‘Flash mobs,’ said Fr. Jim, our resident artist and proud Kerryman. Thus started another lunchtime conversation in the community of the Missionaries of the Sacred Heart. We tend to follow a stream of consciousness approach to mealtime discussions, which is a polite way of saying that we go all over the place. Over mashed potato and bacon we could end up talking about how Ireland and Wales ( in deference to Fr. Roger – our resident Welshman by way of Australia ) are doing the Six Nations, the Republican primaries or just about anything really.
Today though the topic was flash mobs and as topics go you could pick a worse one.
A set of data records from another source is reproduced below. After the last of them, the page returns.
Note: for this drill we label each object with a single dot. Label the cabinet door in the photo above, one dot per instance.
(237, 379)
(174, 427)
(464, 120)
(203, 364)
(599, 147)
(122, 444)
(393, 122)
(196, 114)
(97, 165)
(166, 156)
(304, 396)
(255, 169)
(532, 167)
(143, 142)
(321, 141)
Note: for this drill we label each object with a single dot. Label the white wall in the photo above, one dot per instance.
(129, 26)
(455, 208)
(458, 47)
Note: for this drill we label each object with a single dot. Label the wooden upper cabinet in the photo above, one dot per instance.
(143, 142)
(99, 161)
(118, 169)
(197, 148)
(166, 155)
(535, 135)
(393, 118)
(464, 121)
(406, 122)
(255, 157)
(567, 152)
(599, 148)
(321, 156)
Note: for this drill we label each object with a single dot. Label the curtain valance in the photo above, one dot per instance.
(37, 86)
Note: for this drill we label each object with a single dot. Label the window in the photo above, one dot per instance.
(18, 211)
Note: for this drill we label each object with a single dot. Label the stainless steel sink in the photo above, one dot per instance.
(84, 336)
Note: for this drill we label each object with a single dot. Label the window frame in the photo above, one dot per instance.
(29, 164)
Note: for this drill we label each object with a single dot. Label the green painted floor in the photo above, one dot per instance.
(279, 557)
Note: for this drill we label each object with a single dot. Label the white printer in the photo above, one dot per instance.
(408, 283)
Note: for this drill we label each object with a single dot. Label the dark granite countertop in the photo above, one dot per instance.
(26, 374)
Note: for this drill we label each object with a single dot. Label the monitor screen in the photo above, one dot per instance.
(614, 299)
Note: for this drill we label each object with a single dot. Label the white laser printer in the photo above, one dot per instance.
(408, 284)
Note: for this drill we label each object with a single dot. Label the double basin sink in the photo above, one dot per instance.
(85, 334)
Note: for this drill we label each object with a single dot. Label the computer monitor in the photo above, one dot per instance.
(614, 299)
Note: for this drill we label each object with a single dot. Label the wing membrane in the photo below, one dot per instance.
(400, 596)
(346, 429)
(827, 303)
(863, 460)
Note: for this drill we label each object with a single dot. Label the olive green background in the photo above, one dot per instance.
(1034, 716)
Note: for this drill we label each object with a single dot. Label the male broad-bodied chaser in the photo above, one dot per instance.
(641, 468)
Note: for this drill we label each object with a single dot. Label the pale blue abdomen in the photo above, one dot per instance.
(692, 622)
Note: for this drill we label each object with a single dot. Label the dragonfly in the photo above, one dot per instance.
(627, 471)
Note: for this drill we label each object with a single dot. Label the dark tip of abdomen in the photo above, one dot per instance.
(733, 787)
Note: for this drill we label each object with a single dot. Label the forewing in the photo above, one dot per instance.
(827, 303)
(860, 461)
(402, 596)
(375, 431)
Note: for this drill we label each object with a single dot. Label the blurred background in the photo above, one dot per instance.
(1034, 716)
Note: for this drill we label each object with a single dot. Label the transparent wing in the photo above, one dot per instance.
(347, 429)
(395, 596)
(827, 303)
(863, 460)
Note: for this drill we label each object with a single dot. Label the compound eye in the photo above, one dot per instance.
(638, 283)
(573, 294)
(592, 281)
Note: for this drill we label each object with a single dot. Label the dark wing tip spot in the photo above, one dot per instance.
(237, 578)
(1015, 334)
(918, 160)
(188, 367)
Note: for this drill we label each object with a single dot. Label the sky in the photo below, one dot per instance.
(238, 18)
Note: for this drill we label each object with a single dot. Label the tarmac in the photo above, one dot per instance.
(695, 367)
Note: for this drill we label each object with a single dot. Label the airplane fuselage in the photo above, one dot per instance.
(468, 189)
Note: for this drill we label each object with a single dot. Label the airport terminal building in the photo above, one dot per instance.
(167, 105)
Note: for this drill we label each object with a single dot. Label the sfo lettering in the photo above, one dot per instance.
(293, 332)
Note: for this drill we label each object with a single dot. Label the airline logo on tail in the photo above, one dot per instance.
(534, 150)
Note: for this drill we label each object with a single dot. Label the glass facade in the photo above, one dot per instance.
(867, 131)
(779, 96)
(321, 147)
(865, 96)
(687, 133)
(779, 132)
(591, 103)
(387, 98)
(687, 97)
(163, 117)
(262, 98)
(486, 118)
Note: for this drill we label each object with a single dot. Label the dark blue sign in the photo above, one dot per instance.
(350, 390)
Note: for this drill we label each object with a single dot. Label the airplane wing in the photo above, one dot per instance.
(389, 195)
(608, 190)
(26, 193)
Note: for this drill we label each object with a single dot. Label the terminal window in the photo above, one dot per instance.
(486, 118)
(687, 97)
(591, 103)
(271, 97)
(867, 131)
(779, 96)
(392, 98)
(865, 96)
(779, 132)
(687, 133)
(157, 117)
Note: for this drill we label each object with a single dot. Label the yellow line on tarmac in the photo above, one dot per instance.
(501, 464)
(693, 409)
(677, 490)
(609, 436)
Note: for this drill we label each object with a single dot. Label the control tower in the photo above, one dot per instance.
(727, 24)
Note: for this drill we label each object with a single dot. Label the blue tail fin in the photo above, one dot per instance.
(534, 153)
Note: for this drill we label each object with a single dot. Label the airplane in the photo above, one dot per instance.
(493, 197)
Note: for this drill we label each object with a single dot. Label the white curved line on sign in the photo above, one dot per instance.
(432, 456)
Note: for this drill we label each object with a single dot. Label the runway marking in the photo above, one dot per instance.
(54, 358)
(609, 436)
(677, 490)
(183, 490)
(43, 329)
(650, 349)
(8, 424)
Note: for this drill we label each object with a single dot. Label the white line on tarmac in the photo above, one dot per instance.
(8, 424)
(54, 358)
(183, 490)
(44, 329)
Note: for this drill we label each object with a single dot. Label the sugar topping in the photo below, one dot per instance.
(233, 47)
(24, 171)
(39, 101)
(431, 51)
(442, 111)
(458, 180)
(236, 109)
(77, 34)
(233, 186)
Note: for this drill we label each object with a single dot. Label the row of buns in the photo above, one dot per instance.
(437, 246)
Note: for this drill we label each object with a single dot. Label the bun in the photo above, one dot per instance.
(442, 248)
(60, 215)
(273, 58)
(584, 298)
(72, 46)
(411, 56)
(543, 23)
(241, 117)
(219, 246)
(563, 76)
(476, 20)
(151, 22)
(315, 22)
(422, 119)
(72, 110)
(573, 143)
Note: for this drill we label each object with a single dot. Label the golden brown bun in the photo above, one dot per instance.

This of course prompted the questions of what are flash mobs and what were the chances of any happening around here? I was able to chime in with my vocations hat on about the flash mob outside Notre Dame Cathedral in Paris for the celebration of the World Day for Consecrated Life last January. Over six hundred young religious from all around the country got together for a fantastic rendition of Happy Day and it was wonderful.
http://www.dailymotion.com/embed/video/xo99fmI suppose what I’m trying to get at, in my more than usual round about way, is the central place of community, whether in prayer, during mealtimes, or wherever, that we have as Missionaries of the Sacred Heart. Religious community is about a sense of belonging, having a common purpose and doing your best to respond to God’s call. It’s not always about getting along. Human life isn’t like that. But it acknowledges that we need to come together, if we are to achieve anything at all. In South Africa the parishioners we work with speak of ubuntu, a Bantu philosophy which says ‘I am what I am because of who we all are.’ It explains it all really. And as for the flash mob … we’ll just have to wait and see.